Martin, K. 1996a. A blackboard system for automatic transcription of simple polyphonic music. MIT Media Laboratory Perceptual Computing Section Technical Report No. 385.

This paper offers an indispensable introduction to how a blackboard system might function in polyphonic music transcription. Martin's project seems to be the first working blackboard polyphonic transcription system. The project has a limited scope (piano renditions of Bach chorales) and outstanding problems (notably octave errors), and it relies on an artificial (not perceptually-informed) hierarchy of sound objects. However, the explanation of the system implementation is quite clear, and a lengthy example transcription is very helpful to someone wishing to understand how blackboard systems work. No quantitative evaluation of system performance is offered, but shortcomings are discussed.

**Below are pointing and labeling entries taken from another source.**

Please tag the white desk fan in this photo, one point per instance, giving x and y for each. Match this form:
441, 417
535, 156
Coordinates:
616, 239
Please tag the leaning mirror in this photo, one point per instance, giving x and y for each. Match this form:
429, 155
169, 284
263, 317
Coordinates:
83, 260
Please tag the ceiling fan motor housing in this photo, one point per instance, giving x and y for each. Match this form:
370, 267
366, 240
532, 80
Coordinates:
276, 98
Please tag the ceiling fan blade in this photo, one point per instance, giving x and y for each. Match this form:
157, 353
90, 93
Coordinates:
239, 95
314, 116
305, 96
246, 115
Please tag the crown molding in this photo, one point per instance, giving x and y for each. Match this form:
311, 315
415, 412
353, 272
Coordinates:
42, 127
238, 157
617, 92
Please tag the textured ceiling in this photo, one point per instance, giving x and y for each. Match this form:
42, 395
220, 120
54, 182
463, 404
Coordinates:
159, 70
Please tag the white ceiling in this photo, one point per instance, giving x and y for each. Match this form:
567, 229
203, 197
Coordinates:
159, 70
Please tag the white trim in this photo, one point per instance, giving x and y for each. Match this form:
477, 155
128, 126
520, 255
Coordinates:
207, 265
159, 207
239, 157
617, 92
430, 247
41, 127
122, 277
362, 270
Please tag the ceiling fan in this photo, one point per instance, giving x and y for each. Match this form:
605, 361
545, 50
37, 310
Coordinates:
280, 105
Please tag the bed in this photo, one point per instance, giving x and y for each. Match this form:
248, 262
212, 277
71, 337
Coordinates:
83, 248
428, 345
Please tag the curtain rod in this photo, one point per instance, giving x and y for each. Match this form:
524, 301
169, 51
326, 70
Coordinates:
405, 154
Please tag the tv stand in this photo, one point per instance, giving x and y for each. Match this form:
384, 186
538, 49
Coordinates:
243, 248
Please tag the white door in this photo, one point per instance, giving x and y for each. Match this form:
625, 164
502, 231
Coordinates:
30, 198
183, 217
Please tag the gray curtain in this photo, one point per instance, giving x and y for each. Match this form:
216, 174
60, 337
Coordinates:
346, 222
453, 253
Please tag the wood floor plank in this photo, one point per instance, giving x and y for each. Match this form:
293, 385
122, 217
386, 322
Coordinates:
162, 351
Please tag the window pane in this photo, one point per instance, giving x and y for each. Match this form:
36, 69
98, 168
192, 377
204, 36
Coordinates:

Available online http://xenia.media.mit.edu/~kdm/research/papers/kdm-TR385.pdf (Accessed 16 February 2005)

———. 1996b. Automatic transcription of simple polyphonic music: Robust front end processing. MIT Media Laboratory Perceptual Computing Section Technical Report No. 399.

Martin's second paper outlines a modification of his original system to include a front-end employing correlation-based analysis rather than sinusoidal (STFT) analysis. A goal of this project is to surmount some of the difficulties of the original system, particularly with respect to octave identification errors, without limiting transcription to a known set of instruments. While Martin indicates that the system shows promise, its performance reveals remaining shortcomings.

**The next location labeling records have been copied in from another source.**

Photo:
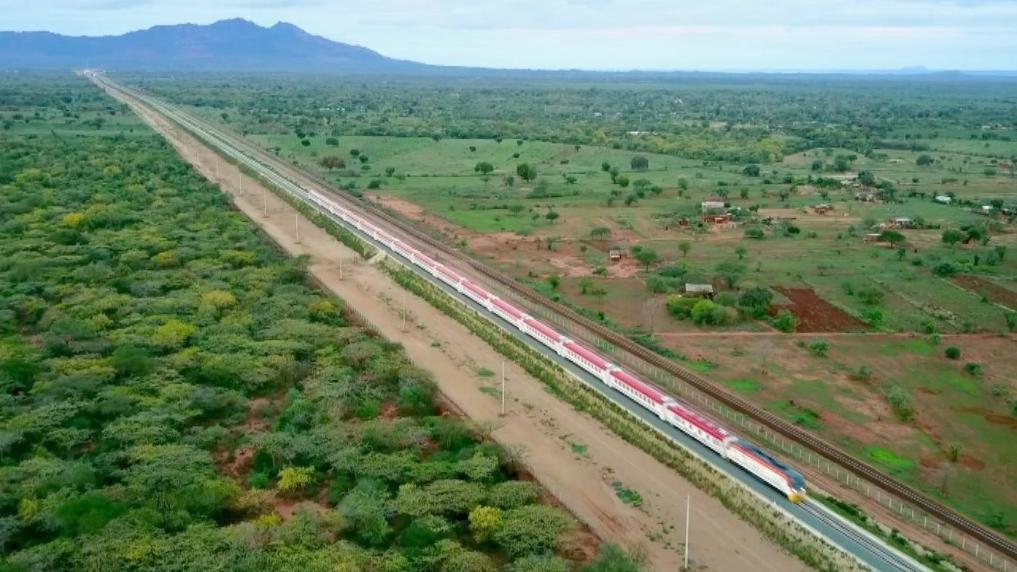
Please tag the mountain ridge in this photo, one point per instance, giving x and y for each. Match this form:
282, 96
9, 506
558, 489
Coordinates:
234, 44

Available online http://xenia.media.mit.edu/~kdm/research/papers/kdm-TR399.pdf (Accessed 16 February 2005)

Monti, G., and M. Sandler. 2002. Automatic polyphonic piano note extraction using fuzzy logic in a blackboard system. Proceedings of the 5th international conference on digital audio effects, 39–44.

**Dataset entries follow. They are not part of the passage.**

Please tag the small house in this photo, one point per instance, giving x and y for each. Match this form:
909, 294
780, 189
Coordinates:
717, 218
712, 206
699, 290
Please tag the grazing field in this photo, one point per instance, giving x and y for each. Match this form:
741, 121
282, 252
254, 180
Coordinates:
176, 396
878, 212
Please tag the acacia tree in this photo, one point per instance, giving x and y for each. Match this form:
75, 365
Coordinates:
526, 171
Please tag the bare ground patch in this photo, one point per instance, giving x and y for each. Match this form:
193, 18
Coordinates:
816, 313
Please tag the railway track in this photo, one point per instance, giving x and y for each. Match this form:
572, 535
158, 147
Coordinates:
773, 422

This paper presents an evolution of the system from Monti, Sandler, and Bello's 2000 papers. The neural network chord identifier has been done away with, the data hierarchy has been slightly modified, a front end has been developed to incorporate knowledge of psychoacoustic properties, and a Fuzzy Inference System knowledge source has been included to suggest new candidate notes. A quantitative analysis reveals a success of 45% according to the Dixon formula (explained in the paper), with 74% accuracy on transcribed notes. (It is not demonstrated that this system is any better than the 2000 system.) Octave errors still appear to be a problem, but the simple skipping over of notes and not including them in the transcription at all is a much bigger problem. This is overall a readable paper, and the inclusion of a fuzzy inference system seems interesting, but it does not provide a very detailed discussion of the analysis results.

Available online http://www.unibw-hamburg.de/EWEB/ANT/dafx2002/papers/
DAFX02_Monti_Sandler_polyphonic_piano_extraction.pdf (Accessed 16 February 2005)

Nii, H. 1986. The blackboard model of problem solving and the evolution of blackboard architectures. AI Magazine 7 (2):38–53.

Nii's paper doesn't address music at all, and it doesn't "introduce" the blackboard model as a new technology, per se. However, it does outline systems already in existence by 1986 and put them under an umbrella of "blackboard systems," which is defined in the paper. This seems to be a good starting point for anyone wanting more depth regarding blackboard systems, how they work, and variations among them, beyond what is supplied in the background sections of the papers specifically on musical systems.

Available online http://www.aaai.org/Library/Magazine/Vol07/07-02/vol07-02.html (Accessed 16 February 2005)